H. pylori infection is the most important causative agent of gastritis, and subsequent atrophic gastritis. The endoscopic diagnosis of H. pylori infection relies on urease tests such as the Clo test. However, treatment with proton pump inhibitors (PPI) impairs the diagnostic yeld of urease tests. The EndoFaster test (NISO BioMed, Turin, Italy) is a new technology that has the advantage, over conventional urease tests, of a real-time analysis of the gastric juice that can provide information regarding Helicobacter pylori infection and pH value of the gastric contents. A well designed clinical study is therefore warranted to fully assess the performance of the EndoFaster test in detecting H. pylori infection in patients treated with PPI. We aim to perform a clinical study in an adult population in United Kingdom in order to determine the diagnostic accuracy of the Endo Faster test compared to the Clo test, histological diagnosis and the faecal antigen test in evaluating H.pylori infection. Patients on PPI will undergo a gastroscopy with multiple biopsies and during the exam NISO Biomed EndoFaster test, as well as the Clo test, will be carried out. H. pylori faecal antigen test will also be performed and used as gold standard. Diagnostic accuracy of the different methods will be determined.

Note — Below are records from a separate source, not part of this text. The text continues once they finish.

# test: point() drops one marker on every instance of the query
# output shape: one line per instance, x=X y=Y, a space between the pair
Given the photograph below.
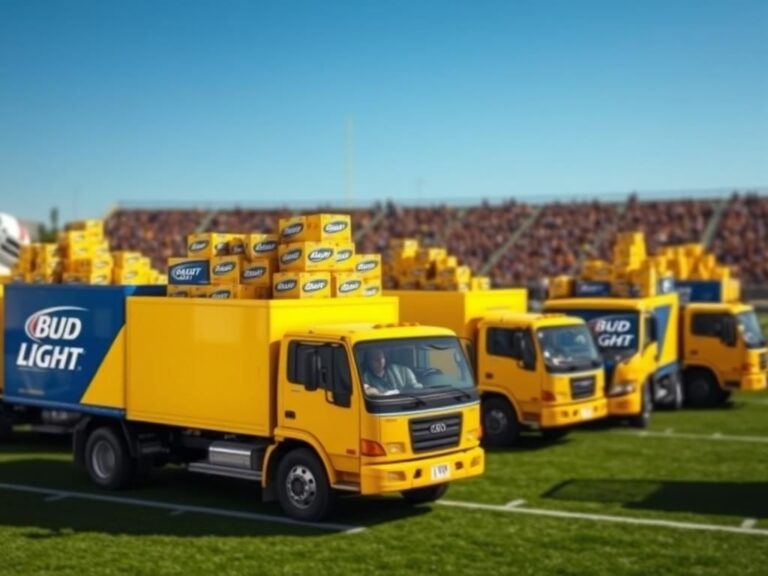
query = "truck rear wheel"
x=107 y=459
x=426 y=494
x=500 y=426
x=643 y=419
x=701 y=389
x=303 y=489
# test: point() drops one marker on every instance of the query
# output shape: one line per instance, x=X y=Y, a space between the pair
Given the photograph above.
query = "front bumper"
x=398 y=476
x=552 y=417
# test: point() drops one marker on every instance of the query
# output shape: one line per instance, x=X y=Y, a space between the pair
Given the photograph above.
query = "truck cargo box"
x=64 y=345
x=212 y=364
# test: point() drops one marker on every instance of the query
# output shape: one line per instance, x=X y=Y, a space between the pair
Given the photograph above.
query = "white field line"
x=607 y=518
x=177 y=508
x=715 y=436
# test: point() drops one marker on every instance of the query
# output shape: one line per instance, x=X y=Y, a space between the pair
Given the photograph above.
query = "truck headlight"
x=622 y=388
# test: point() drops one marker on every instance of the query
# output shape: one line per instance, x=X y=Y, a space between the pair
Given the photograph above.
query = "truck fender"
x=287 y=440
x=489 y=392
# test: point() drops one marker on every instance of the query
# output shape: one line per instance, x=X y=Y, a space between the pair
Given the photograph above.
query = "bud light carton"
x=257 y=272
x=225 y=269
x=207 y=245
x=301 y=285
x=188 y=271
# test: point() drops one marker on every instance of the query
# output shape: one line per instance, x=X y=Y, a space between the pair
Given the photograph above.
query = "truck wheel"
x=107 y=459
x=426 y=494
x=500 y=426
x=644 y=418
x=302 y=486
x=701 y=389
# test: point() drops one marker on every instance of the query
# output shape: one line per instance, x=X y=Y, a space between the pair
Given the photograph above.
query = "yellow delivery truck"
x=534 y=371
x=282 y=392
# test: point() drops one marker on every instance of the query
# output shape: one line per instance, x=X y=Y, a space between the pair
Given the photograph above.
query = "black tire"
x=500 y=425
x=426 y=494
x=701 y=389
x=107 y=460
x=643 y=419
x=554 y=434
x=303 y=489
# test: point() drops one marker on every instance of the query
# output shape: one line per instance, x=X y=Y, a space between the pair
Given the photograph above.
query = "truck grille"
x=582 y=387
x=435 y=433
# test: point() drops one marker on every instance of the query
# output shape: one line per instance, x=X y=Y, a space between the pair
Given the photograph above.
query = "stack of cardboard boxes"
x=82 y=256
x=311 y=256
x=410 y=267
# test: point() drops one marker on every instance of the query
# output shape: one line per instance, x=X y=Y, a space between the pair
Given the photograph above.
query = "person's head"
x=376 y=360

Clinical Trial Description

Urease tests such as the Clo test for the diagnosis of Helicobacter pylori infection have been widely used because they are simple, cheap, and easy to carry out (1, 2). They can be performed during the endoscopic exam and give a relatively rapid result. However, treatment with proton pump inhibitors (PPI) may alter the result by changing the milieu where bacteria are present, especially in the antrum, by rendering it inhospitable with consequent decrease in the bacterial load. In addition, PPI themselves may have antiurease properties (3). Another reason for a false-negative result is the presence of intestinal metaplasia (4), which also corresponds to an inhospitable environment for Helicobacter pylori. EndoFaster test is a new technology that has the advantage, over conventional urease tests, of a real-time analysis of the gastric juice that can provide information regarding Helicobacter pylori infection and pH value of the gastric contents. Sensitivity, specificity, PPV and NPV of EndoFaster test for Helicobacter pylori infection resulted to be 98.5%, 87.6%, 84.4% and 98.8 %, respectively. This test may be more accurate than conventional urease tests in the diagnosis of Helicobacter pylori infection in subjects on PPI as indeed it should increase the analysed area, thereby allowing to evaluating the bacterial density in both the gastric antrum and corpus. No data are currently available about the performance of the EndoFaster test in subjects on PPI and a well-designed clinical study is warranted.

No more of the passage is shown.